Perjalanan pulang lebih di dominasi dengan cerita mama-nya soal fashion show dan telepon yang tidak berhenti berdering sejak baru landing, mama-nya memang sesibuk itu setiap hari, entah telepon klien, ataupun rekan bisnis lainnya. 

"ma"

"bentar ya jen, mama ada chat penting" 

"yes sayang, gimana ?"

"hmmm.. papa jadi .."

drrtttt...drrrttt...drrrtttt

"eh bntr sayang, mama ada telepon"

nana cuma bisa memegang tangan jeno yang sudah begitu merasa kesal dan sedih, bahkan pada titik itu nana merasa ingin menangis, karena itu yang dirasakan sama jeno, sepele sih pertanyaannya tapi perasaan di abaikannya itu yang tidak sepele bagi mereka. Sampai akhirnya mereka memilih untuk tidur dan tidak meneruskan pertanyaan mereka. Sebelum pulang mereka menyempatkan diri untuk mampir ke butik sebentar untuk menaruh beberapa dokumen, dan sekarang sampailah mereka di rumah yang sepi tidak seperti 3 hari kemarin.

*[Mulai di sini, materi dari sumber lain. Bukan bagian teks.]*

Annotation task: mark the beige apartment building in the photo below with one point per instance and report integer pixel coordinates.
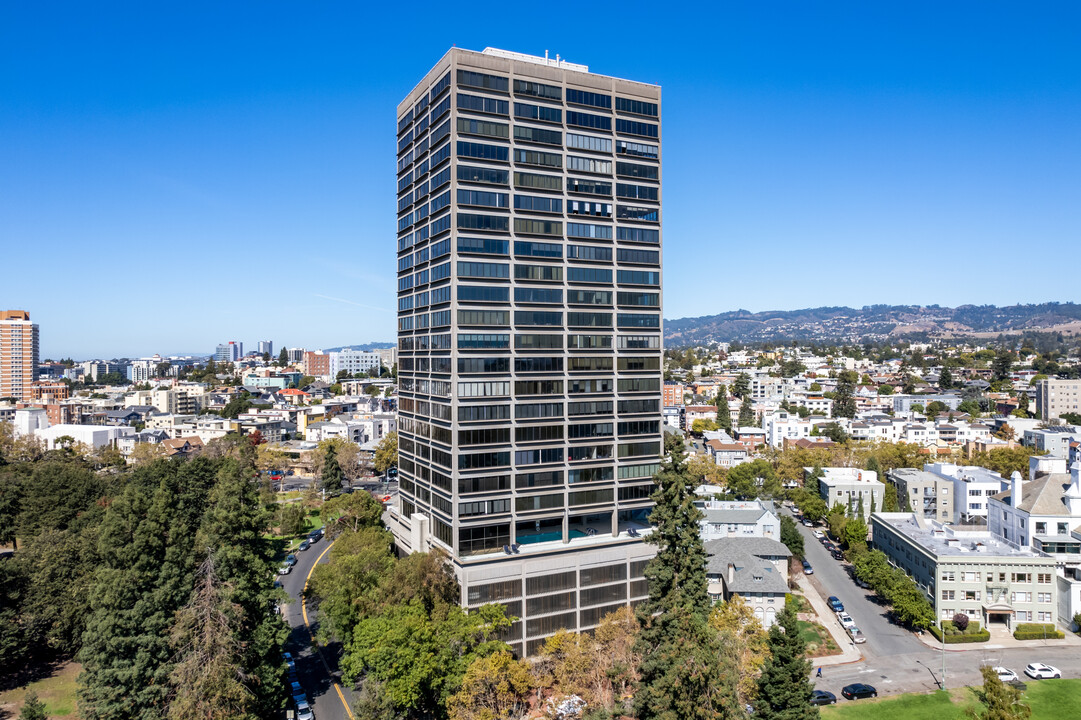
(18, 355)
(1055, 397)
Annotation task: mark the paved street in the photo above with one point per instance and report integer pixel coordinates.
(317, 669)
(895, 661)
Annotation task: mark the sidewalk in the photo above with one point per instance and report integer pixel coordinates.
(827, 618)
(1001, 641)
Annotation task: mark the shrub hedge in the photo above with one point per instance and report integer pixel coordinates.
(950, 635)
(1038, 631)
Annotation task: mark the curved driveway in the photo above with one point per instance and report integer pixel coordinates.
(317, 666)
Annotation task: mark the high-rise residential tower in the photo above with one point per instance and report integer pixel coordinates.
(18, 355)
(529, 333)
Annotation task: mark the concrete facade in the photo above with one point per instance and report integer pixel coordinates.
(529, 345)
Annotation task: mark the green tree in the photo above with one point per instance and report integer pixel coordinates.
(784, 689)
(723, 413)
(1002, 702)
(32, 708)
(332, 476)
(680, 674)
(232, 525)
(746, 412)
(790, 536)
(386, 453)
(844, 402)
(742, 387)
(494, 687)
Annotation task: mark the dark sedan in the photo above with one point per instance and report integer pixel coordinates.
(858, 690)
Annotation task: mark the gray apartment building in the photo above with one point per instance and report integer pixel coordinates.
(1055, 397)
(529, 333)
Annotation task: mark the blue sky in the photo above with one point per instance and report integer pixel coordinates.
(174, 175)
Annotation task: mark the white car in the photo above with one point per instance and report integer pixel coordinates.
(1039, 670)
(1005, 675)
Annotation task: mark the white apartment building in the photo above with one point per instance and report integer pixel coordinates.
(849, 485)
(783, 425)
(1055, 397)
(972, 572)
(973, 488)
(354, 361)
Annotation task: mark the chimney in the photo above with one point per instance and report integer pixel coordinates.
(1072, 496)
(1015, 489)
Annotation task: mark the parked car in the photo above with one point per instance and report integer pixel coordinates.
(1005, 675)
(1040, 671)
(857, 690)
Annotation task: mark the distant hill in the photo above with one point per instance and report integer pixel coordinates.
(875, 322)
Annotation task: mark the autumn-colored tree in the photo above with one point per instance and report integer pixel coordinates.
(207, 681)
(493, 688)
(386, 453)
(745, 636)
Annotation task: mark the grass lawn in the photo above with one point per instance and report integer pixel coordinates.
(818, 640)
(56, 692)
(1050, 700)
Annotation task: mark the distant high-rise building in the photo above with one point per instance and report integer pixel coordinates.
(529, 333)
(18, 355)
(1057, 397)
(229, 351)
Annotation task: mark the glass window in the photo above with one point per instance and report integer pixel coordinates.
(538, 90)
(538, 135)
(587, 120)
(481, 80)
(585, 97)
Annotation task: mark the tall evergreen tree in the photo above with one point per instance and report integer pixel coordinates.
(784, 688)
(723, 413)
(232, 527)
(332, 470)
(746, 412)
(742, 387)
(844, 401)
(207, 680)
(680, 674)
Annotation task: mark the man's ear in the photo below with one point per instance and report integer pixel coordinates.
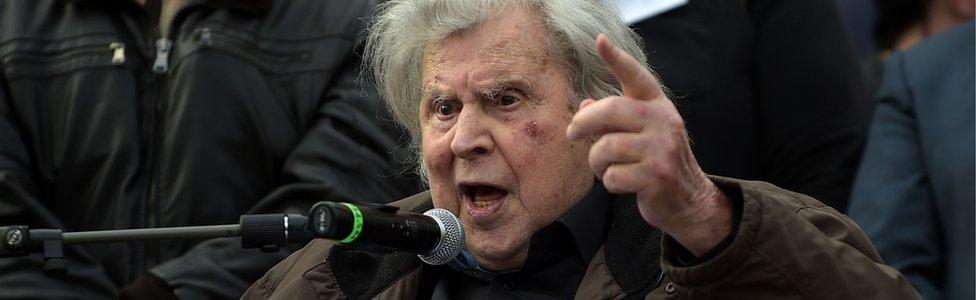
(964, 9)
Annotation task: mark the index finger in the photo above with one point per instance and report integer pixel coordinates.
(637, 82)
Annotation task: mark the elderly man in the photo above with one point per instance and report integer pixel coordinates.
(564, 196)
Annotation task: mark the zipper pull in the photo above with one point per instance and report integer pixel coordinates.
(161, 65)
(118, 53)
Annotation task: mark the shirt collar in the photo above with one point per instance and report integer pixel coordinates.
(588, 220)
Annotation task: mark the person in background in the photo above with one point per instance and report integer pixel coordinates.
(914, 194)
(770, 90)
(131, 114)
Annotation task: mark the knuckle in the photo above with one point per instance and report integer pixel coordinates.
(661, 171)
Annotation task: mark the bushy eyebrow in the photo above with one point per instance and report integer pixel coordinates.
(488, 90)
(497, 87)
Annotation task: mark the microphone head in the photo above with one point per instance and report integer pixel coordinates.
(451, 241)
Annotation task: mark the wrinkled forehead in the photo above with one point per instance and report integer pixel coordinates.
(509, 46)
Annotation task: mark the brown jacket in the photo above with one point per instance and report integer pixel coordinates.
(787, 246)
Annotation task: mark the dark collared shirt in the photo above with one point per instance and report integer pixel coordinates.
(557, 259)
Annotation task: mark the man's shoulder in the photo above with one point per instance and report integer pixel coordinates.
(419, 202)
(326, 269)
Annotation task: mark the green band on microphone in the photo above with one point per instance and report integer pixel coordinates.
(357, 223)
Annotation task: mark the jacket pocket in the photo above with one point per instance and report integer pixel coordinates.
(34, 58)
(268, 55)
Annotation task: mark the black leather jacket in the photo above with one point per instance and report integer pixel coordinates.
(103, 125)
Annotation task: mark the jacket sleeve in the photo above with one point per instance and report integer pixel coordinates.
(812, 102)
(21, 277)
(891, 199)
(787, 246)
(347, 155)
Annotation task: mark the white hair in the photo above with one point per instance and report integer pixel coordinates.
(402, 30)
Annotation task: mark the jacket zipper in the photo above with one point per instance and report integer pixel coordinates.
(160, 68)
(161, 63)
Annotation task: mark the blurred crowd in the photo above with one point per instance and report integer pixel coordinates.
(153, 113)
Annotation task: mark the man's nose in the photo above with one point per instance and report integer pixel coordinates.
(472, 137)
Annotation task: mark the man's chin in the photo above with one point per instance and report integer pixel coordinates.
(497, 256)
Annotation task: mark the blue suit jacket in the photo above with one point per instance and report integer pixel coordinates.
(914, 192)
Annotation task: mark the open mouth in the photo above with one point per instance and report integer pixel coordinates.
(482, 200)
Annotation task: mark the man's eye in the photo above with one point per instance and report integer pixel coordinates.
(507, 100)
(445, 108)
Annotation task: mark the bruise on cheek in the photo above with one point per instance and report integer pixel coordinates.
(535, 133)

Jeno dan nana yang baru bangun langsung turun dan berjalan menaiki tangga untuk menuju kekamarnya.

"jeno sayang, tadi kamu mau ngomong apa sama mama nak ?" tergur yoona saat jeno dan nana berjalan melewatinya

"gak jadi ma, jeno lupa, aku sama nana naik dulu ya mau, mau kerjain tugas, kemarin lupa" jeno tersenyum manis sambil menarik tangan nana dan berjalan menaiki tangga. 

"hobi banget senyum palsu no"

"kayak lu gak aja, daritadi juga semua ekspresi lu gak ada yang tulus na"

"lama lama capek yah, kita jahat gak sih kalau benci sama mereka ?"

"jahat lah"

"tapi kok lu benci no?"

"....."

"eennnoooo"

"ssttt.. gw males jawab,  mandi sana, badan lu bau"

"gak perlu lu jawab, kan gw udah tau perasaan lu" ucap nana sambil berdiri menuju walk-in closet miliknya dan jeno. dan sekarang jeno sedang berusaha menekan perasaanya agar tidak membebani kembarannya. Dia cuma gak mau mempengaruhi perasaan nana yang mungkin belum sesedih dia yang lebih peka.

"jangan di teken no, sakit" jeno menoleh dan melihat nana sudah duduk di sofa sambil menunduk dengan cairan bening yang sudah membasahi tangannya. dengan panik jeno segera menghampiri nana dan memeluknya, bahkan tangisnya jeno yang ia tahan dan gak bisa keluar, kini sudah di kuras habis oleh nana. Tapi bukan tenang, tangisan nana malah makin kencang karena kini jeno semakin sedih melihat kembarannya dan perasaaannya sendiri. Yang dia tahu kini yang bisa menenangkan nana adalah perasaan dia sendiri.